When we were halfway through the programme, Estonian designers Ahti Grünberg and Tõnis Kalve joined the team for the practical reason that the students had to also take a furniture design course at the same time. This flexibility, joining up the two courses provided stronger projects in the end – projects that had both a strong idea, and at the same time paid great attention to detail and materials, wooden detailing, hinges, clasps, textiles.
Q: What inspired the idea of the megaphones?
Hannes Praks: The megaphones turned out as megaphones only at the very end of the course that our group of twelve freshmen students was taking. Before arriving at the final solution, they spent half a year thinking about the concept of a ‘forest library’. The idea of the forest library originates from Estonian writer Valdur Mikita, who is well known for interpreting wild nature and the history of impact of contemporary men. Birgit’s proposal for the final project stood right out by clearly and nicely diverging from the initial task. In the end, even the tutors of the group understood that building a library without heating and any security in Estonian climate would be a bit of a stupid idea. Birgit’s intelligent solution – to replace the literal reading in the forests with reading the audioscape of the forests – saved the whole project. I’m not sure even Birgit herself is aware of how she arrived at the succulent idea, but we in the Estonian Academy of Arts interior architecture department would like to believe that the thorough apprehension of nature and daring problem-solving stems from our somewhat unorthodox teaching methods. The whole group had to spend a five-day drawing course in the middle of the coldest January in deep woods, in a remote forest ranger hut. Some time later, we sent the students to London for 48 hours – but with no money and no phones on locations – as an observation and survival training. We sincerely believe that these experimental and in part, surely extreme measures pave the road to fabulous solutions.
Q How do you intend viewers to interact with the work? (And, since its installation, have you seen viewers interacting with the project in ways you didn’t originally imagine?)

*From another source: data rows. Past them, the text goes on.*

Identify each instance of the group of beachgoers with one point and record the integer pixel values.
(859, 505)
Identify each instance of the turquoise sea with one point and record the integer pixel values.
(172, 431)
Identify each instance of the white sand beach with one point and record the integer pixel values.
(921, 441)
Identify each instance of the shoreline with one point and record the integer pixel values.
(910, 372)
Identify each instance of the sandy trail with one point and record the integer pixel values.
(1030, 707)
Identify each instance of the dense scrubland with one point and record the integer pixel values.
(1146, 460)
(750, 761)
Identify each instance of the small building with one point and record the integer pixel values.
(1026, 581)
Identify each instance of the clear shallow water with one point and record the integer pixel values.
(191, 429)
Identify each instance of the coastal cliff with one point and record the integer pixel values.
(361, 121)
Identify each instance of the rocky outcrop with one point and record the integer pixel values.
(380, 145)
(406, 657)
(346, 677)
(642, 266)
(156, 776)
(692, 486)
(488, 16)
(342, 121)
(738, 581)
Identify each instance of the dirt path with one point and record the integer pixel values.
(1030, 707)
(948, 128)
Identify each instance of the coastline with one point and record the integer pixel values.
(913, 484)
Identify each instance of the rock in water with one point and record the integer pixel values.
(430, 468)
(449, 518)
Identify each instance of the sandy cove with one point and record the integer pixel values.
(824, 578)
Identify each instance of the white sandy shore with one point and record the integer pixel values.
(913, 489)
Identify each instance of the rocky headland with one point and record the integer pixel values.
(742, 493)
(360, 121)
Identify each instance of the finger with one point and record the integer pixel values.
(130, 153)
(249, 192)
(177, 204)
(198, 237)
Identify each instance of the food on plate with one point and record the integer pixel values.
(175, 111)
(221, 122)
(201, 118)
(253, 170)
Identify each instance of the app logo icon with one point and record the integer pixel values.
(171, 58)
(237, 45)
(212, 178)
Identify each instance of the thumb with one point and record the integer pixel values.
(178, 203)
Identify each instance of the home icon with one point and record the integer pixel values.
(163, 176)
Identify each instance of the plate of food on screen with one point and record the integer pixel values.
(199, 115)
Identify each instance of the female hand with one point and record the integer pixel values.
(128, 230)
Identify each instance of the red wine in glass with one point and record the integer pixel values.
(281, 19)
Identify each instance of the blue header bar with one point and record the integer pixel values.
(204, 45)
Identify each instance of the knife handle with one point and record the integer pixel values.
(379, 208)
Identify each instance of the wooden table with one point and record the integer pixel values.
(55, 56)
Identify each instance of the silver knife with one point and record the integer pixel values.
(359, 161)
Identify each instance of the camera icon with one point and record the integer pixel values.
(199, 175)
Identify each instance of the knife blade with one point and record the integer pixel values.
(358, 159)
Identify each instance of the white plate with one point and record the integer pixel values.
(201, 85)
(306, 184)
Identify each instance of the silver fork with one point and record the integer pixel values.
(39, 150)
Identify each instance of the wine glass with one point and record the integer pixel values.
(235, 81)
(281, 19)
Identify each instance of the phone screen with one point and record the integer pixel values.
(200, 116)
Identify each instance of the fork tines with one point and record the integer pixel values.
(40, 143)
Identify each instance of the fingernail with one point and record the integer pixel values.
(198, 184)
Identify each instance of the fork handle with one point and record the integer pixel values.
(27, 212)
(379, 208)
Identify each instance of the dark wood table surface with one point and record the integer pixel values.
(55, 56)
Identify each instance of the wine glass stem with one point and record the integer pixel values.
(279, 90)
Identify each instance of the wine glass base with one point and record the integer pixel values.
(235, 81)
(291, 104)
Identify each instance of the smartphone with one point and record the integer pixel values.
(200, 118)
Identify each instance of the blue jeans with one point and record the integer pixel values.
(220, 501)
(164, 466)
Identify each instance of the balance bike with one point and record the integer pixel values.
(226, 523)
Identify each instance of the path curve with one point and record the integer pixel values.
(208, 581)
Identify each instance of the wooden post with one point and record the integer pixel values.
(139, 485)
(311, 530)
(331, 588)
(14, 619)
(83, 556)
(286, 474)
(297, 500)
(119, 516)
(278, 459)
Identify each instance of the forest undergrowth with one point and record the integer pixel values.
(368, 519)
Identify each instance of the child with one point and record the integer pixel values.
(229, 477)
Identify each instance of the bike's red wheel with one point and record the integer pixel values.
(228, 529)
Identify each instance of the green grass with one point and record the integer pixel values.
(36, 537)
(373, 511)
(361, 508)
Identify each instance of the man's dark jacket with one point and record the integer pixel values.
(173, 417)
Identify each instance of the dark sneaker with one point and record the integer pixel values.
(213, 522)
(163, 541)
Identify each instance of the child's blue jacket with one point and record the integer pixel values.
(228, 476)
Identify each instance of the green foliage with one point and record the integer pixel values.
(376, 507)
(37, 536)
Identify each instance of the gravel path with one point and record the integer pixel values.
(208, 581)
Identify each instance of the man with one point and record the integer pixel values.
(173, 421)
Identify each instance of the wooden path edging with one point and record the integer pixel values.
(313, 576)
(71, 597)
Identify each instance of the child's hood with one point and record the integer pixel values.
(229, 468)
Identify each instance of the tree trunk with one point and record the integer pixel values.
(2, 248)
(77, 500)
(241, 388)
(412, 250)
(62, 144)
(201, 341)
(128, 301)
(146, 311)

Birgit Õigus, the author of the idea, thought mostly of three concepts, primary of which is the listening. But as the megaphones are built to be waterproof, they could also accommodate a group of three hikers and offer protection from the elements. In addition to framing the audioscape, the structure also frames the visual. Once inside the megaphone, the hiker would see a wide view of the forest, while the narrower end of the object focuses on a bush of blueberries. During the opening ceremony, the megaphones functioned perfectly as tiny stages. Two of the megaphones housed performing musicians, and the audience in the middle of the installation, where in my opinion you could perceive a powerful yet serene and clear stereophonic and acoustic effect.
Q: Can you explain how they work to amplify forest sounds (or music)?
Hannes Praks: We placed the three megaphones at such a distance and at a suitable angle, so at the centre of the installation, sound feed from all three directions should create a unique merged surround sound effect.
Aet Ader*: Materials-wise – the installation is made of larch and the boarding is cut at the right angle to amplify the focussing effect even more. We did have to to consult an acoustics engineer to get it right.
Q: Can you describe the experience of being in the middle of the installation?
Aet Ader: The megaphones take the hiker by a surprise – it’s a shift in scale, an unexpected, absurdly large object in the tranquil deep woods. It’s an extremely symbolic reference to the sense of hearing and to the process of listening. The reference itself might be enough to inspire people to listen to the cosmos of the forest. When you pay attention you might notice the way the sounds are amplified at the intersection of the three megaphones. You can sit down comfortably in each of the megaphones – the sides of the megaphone offer support for your back at the right angle and frame the sky on one side and moss and blueberries on the other. The installation shakes the perspective. It seems to me that in the world that’s spinning faster and faster, the secret really lies in simple methods such as focussing – erasing the background noise and the unnecessary, framing it out.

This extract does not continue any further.